Merkel Lauds Greece’s Reform Efforts

German Chancellor Angela Merkel, whose country is footing much of the bailout loans keeping Greece afloat, said Prime Minister Antonis Samaras is doing a great job with reform efforts – the austerity  measures she has insisted on in return for the money – as he tries to control still runway debt and a big deficit.

Her remarks came a day before Samaras was due to meet her in Berlin on Nov. 15 to talk again about the 3 1/2-year running Greek drama and crushing economic crisis.

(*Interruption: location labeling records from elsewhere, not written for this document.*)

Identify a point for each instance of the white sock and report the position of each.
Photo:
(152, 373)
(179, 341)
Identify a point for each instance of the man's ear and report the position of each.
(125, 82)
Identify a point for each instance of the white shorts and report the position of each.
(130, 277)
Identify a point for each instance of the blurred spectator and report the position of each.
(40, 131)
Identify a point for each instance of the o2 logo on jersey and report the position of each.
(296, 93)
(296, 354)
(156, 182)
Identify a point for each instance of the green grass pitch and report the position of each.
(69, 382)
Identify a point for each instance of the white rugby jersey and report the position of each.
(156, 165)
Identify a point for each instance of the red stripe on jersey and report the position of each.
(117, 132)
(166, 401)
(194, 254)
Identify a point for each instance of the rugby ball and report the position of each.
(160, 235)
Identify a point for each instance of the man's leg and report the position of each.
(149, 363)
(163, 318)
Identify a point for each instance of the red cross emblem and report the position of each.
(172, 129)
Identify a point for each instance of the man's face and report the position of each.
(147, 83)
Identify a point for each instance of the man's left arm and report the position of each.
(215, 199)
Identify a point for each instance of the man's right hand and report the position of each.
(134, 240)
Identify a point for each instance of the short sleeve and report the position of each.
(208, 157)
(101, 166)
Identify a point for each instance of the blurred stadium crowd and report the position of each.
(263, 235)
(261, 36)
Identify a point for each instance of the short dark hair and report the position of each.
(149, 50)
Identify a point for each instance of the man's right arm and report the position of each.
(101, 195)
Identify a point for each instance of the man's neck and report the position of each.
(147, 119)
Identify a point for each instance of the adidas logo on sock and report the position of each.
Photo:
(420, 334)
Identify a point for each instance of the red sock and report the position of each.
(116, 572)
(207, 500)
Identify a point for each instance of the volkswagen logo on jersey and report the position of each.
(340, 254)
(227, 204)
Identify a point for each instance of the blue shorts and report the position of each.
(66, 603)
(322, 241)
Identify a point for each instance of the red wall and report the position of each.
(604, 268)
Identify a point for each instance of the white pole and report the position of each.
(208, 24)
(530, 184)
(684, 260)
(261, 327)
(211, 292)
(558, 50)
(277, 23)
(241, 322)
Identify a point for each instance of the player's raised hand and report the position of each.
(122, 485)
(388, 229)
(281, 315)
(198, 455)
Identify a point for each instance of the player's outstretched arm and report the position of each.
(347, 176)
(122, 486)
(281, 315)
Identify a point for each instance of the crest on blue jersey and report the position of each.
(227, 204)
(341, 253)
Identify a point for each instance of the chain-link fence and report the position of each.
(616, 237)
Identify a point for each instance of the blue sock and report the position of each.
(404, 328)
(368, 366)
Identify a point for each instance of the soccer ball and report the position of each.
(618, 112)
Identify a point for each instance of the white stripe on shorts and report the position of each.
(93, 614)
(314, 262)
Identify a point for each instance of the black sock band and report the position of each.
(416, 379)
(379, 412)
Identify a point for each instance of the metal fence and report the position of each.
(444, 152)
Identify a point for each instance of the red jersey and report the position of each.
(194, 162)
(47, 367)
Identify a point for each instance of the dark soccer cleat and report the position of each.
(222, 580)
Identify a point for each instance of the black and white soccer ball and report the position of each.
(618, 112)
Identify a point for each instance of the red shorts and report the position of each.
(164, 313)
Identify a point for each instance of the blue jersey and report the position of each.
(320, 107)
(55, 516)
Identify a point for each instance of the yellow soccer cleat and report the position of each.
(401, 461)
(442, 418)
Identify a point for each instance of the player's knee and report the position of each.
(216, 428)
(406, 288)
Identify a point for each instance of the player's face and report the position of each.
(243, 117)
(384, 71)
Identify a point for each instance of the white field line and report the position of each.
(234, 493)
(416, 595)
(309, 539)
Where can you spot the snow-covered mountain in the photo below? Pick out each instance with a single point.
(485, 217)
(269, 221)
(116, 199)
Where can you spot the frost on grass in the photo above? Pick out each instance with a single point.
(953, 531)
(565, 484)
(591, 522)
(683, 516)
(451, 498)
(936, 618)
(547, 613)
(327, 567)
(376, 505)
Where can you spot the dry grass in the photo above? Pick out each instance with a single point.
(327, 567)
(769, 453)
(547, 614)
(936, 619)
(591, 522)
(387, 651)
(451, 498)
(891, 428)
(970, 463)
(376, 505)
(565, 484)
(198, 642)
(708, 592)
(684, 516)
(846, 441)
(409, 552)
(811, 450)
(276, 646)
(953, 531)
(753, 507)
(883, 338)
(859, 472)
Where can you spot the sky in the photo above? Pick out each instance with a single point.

Samaras, who opposed austerity while out of office, embraced it once he was elected and has continued to do as Merel has directed, leading critics to say he has ceded his country’s sovereignty to her and foreign banks.

“Greece has implemented changes over the past years which are absolutely remarkable,” Merkel was quoted as saying during a business conference in Berlin. “Who would have thought that Greece will post a primary budget surplus this year?” she added.

She didn’t mention that if Greece hits a primary surplus – not counting interest on debt, the cost of running cities and towns and state enterprises, some military expenditures and social security costs – that it could allow the government to try to stiff  the Troika of the European Union-International Monetary Fund-European Central Bank (EU-IMF-ECB) with big losses as a previous administration did in 2011.

Merkel, however, has ruled out any idea of a debt cut, a so-called “haircut,” and told The Wall Street Journal that Germany, the biggest contributor to Greece’s bailout, will keep putting up money only as long as Samaras adheres to unrelenting austerity and to countries who cut their debt the way the Germans have advised.

Many Greeks blame Merkel for the unrelenting Draconian conditions being imposed on them and she drew large crowds of protesters when she came to Athens last year. Samaras gone to Berlin several times to talk with her about his efforts to turn around the economic crisis. The meeting comes a day after the Greek government said a recovery would begin next year.